In its Japanese debut, Nolan's work raised 2.5 million dollarsthe highest among Hollywood releases so far this year, above Aquaman and the lost kingdom ($1.6 million) and Dune: part 2 (1.3 million dollars), according to sector sources. The premiere took place eight months after the global launch, on July 20, 2023, a date considered too close to the annual ceremonies that every August 6 and 9, in Hiroshima and Nagasaki, honor the victims of the atomic explosions and update the number of deaths due to the consequences of radiation.
In Japan, the nuclear holocaust is a recurring theme in numerous literary works, films, manga and anime stories that have as a common denominator the setting of a city burned by a huge explosion. Many Japanese children learn about the horrors of nuclear war when their schools organize visits to the Hiroshima and Nagasaki memorial museums, where they can see remains of the atomic explosions, recordings of survivors' testimonies and many photographs.
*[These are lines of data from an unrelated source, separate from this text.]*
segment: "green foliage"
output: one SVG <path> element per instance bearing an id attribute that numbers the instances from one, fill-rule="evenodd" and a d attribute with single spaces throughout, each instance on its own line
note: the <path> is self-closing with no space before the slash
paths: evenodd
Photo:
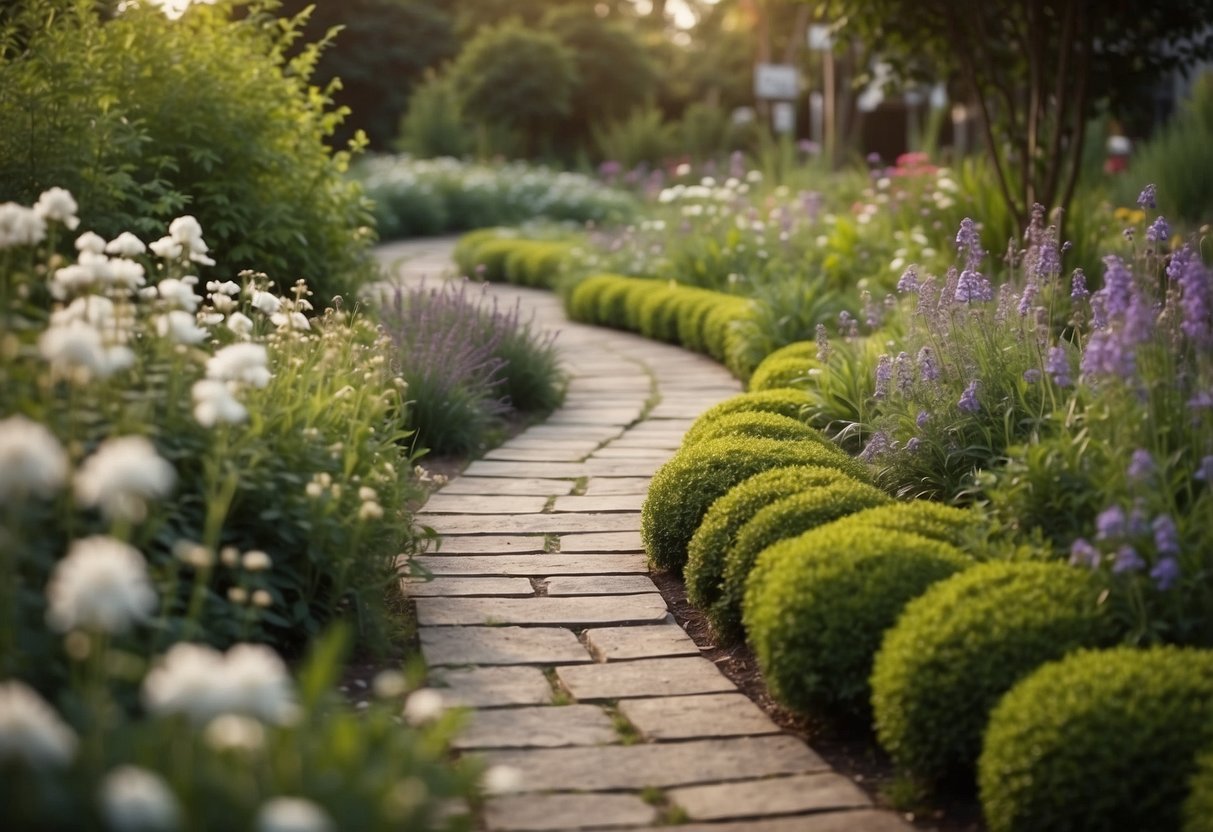
<path id="1" fill-rule="evenodd" d="M 472 137 L 449 78 L 428 73 L 414 90 L 400 118 L 395 149 L 421 159 L 461 158 L 472 150 Z"/>
<path id="2" fill-rule="evenodd" d="M 64 187 L 107 239 L 192 213 L 220 273 L 304 278 L 325 301 L 371 274 L 368 205 L 326 143 L 344 113 L 308 81 L 323 44 L 294 45 L 301 21 L 270 0 L 239 21 L 93 6 L 30 0 L 0 38 L 0 194 Z"/>
<path id="3" fill-rule="evenodd" d="M 1083 651 L 993 710 L 978 775 L 991 832 L 1178 830 L 1213 741 L 1213 653 Z"/>
<path id="4" fill-rule="evenodd" d="M 725 554 L 741 526 L 763 506 L 845 477 L 836 468 L 792 466 L 764 471 L 733 486 L 711 505 L 687 546 L 683 577 L 690 603 L 707 609 L 721 597 Z"/>
<path id="5" fill-rule="evenodd" d="M 678 451 L 654 474 L 640 512 L 649 562 L 680 572 L 687 546 L 712 502 L 744 479 L 795 465 L 838 467 L 816 441 L 727 437 Z"/>
<path id="6" fill-rule="evenodd" d="M 518 22 L 482 29 L 450 73 L 463 113 L 518 131 L 528 155 L 551 149 L 547 125 L 573 112 L 580 80 L 574 55 L 556 35 Z"/>
<path id="7" fill-rule="evenodd" d="M 745 636 L 741 628 L 741 604 L 745 600 L 746 581 L 763 549 L 888 502 L 889 496 L 883 491 L 848 477 L 837 483 L 804 489 L 761 508 L 746 520 L 733 546 L 724 553 L 721 597 L 707 611 L 712 631 L 725 642 L 740 642 Z"/>
<path id="8" fill-rule="evenodd" d="M 910 602 L 872 671 L 881 745 L 933 780 L 972 773 L 998 700 L 1046 662 L 1116 640 L 1100 585 L 1057 563 L 987 563 Z"/>
<path id="9" fill-rule="evenodd" d="M 804 713 L 862 713 L 884 632 L 907 603 L 969 563 L 919 535 L 835 524 L 763 551 L 744 620 L 771 694 Z"/>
He Hiroshima Peace Memorial Museum announced this week that in the last 12 months visits rose to almost two million, a year-on-year increase of more than 850,000 people, most of them foreigners and Japanese schoolchildren. The increase was attributed to interest in the city sparked by the G7 summit being held there in May 2023.
Irradiated survivors
The total number of deaths as a result of the atomic bombs, updated in recent anniversaries, was 339,227 people in Hiroshima, and 195,607 people in Nagasaki. Some 127,000 irradiated survivors (called in Japanese hibakusha), with an average age of 83 years.
Many of the members of this group, who with their testimonies and the scars on their irradiated bodies defended article 9 of the Japanese Constitution (which renounces participation in international war conflicts), today reside in homes for the elderly, far from any activism. Its gradual disappearance from opinion forums has coincided with the rebirth of a rearmament policy that, justified by Chinese expansionism in East Asia, encourages spending on weapons inconceivable until 2012, when the then Prime Minister Shinzo Abe began his call “proactive pacifism”.
At the last G7 summit, the current Japanese Prime Minister, Fumio Kishida, proposed a document called Vision of Hiroshima, which calls for transparency regarding nuclear arsenals and highlights the importance of education and outreach on disarmament and non-proliferation in civil society, especially among young people.